Simone de Beauvoir's essay the Ethics of Ambiguity, in which she outlines an ethics derived from existentialism, largely drawing from and responding to the work of Jean-Paul Sartre, is broken into three main sections and a brief conclusion. The second section is entitled Personal Freedom and Others. In it, de Beauvoir contends that morality and free will are the same thing, or at least two sides of the same coin.

She begins her argument by referring to Descartes' assertion that man is unhappy because he used to be a child. The child's world is based on an idea of "for-other;" that is, life for a childhood is seen as preparation for the time when the child will be as important and complete as adults seem. When most children reach adolescence, the image of the world as one with intrinsic meaning and substance begins to disintegrate, and true freedom is revealed in the meaninglessness of the world -- or rather, in the individual's ability and need to shape their own subjective meaning. But the child was unknowingly shaping his character throughout childhood, and though this cannot foretell the specifics of moral choice, it creates the attitude from which the individual's moral choice springs. Thus, free will -- as demonstrated by moral choice -- is in actuality a series of discrete and connected choices, each dependent on those preceding it as they shape the individual's attitude.

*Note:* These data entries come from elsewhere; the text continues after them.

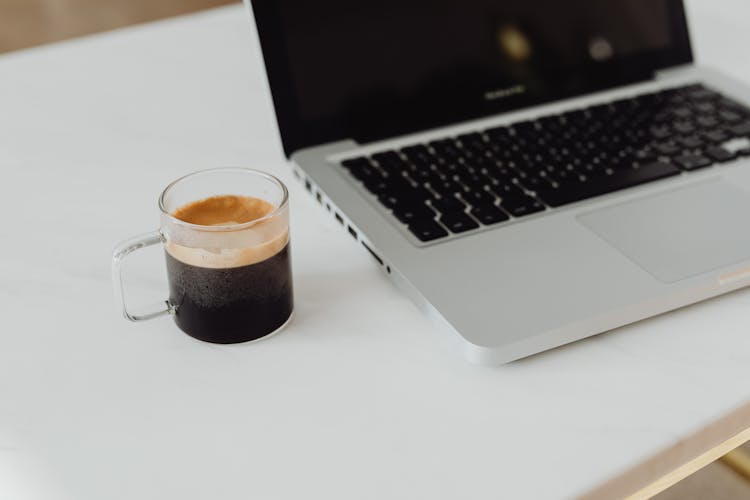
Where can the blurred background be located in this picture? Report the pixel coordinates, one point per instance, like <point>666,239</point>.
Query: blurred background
<point>28,23</point>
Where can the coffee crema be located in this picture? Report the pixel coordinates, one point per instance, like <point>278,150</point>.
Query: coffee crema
<point>268,237</point>
<point>223,210</point>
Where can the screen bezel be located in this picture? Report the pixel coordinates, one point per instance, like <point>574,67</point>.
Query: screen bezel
<point>297,132</point>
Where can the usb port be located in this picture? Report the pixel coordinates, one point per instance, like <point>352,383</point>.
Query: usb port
<point>380,261</point>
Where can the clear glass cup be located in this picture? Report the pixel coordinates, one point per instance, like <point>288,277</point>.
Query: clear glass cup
<point>228,282</point>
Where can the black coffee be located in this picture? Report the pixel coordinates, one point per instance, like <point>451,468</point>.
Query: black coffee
<point>233,304</point>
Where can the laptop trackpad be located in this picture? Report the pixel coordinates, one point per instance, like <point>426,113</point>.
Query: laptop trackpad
<point>682,233</point>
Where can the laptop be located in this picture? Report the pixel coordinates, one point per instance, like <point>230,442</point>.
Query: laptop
<point>529,172</point>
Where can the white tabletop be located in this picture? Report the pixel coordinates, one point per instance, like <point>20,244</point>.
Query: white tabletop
<point>361,397</point>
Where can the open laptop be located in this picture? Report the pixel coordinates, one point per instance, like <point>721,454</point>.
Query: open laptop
<point>529,172</point>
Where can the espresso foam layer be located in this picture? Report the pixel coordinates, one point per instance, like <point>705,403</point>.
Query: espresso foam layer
<point>223,210</point>
<point>223,258</point>
<point>227,248</point>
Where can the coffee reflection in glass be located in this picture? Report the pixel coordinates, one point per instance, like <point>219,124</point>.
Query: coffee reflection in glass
<point>226,238</point>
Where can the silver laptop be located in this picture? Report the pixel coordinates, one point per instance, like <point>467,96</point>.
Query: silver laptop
<point>529,172</point>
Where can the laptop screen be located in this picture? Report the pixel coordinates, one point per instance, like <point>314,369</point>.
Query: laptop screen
<point>369,70</point>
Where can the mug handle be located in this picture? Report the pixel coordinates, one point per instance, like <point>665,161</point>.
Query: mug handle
<point>118,256</point>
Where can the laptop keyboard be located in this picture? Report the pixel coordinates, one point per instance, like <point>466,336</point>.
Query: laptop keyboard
<point>488,177</point>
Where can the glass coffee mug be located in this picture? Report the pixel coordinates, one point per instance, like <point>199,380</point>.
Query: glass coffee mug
<point>225,233</point>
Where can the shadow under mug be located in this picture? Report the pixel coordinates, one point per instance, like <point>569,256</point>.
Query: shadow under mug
<point>227,283</point>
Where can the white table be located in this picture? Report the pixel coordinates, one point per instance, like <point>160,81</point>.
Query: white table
<point>361,397</point>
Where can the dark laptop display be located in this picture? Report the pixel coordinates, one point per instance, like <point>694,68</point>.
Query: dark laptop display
<point>368,70</point>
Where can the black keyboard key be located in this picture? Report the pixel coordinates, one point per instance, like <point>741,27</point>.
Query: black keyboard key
<point>448,204</point>
<point>740,130</point>
<point>428,230</point>
<point>477,197</point>
<point>621,179</point>
<point>720,154</point>
<point>690,142</point>
<point>729,116</point>
<point>520,206</point>
<point>489,214</point>
<point>458,222</point>
<point>390,161</point>
<point>716,136</point>
<point>667,148</point>
<point>693,162</point>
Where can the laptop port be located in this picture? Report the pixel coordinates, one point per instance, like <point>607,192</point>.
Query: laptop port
<point>376,256</point>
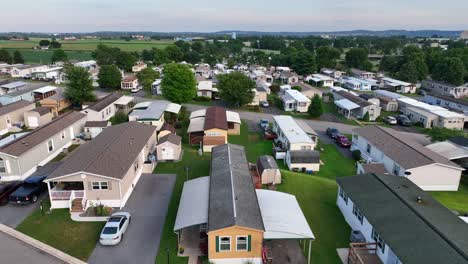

De Beauvoir then describes the sub-man, who wishes he did not exist. Yet he is the very consciousness that is willing this non-existence, and is thus self-defeating. To escape his subjectivity, he immerses himself in the object, and Lives fro a Thing rather tan for himself. She derides nihilist thought, too, claiming that though neither the world nor the individual have inherent and objective justifications, as the nihilists claim, it is the individual's responsibility to create that justification. Several other attitudes, given archetypal names like "the adventurer" and "the passionate man" are described, along with their mistaken takes on morality and free will. The truly free will, de Beauvoir claims, is in understanding and accepting -- indeed, actively engaging with -- the fact that the future and the world are ultimately unknowable, and therefore subjectively creatable.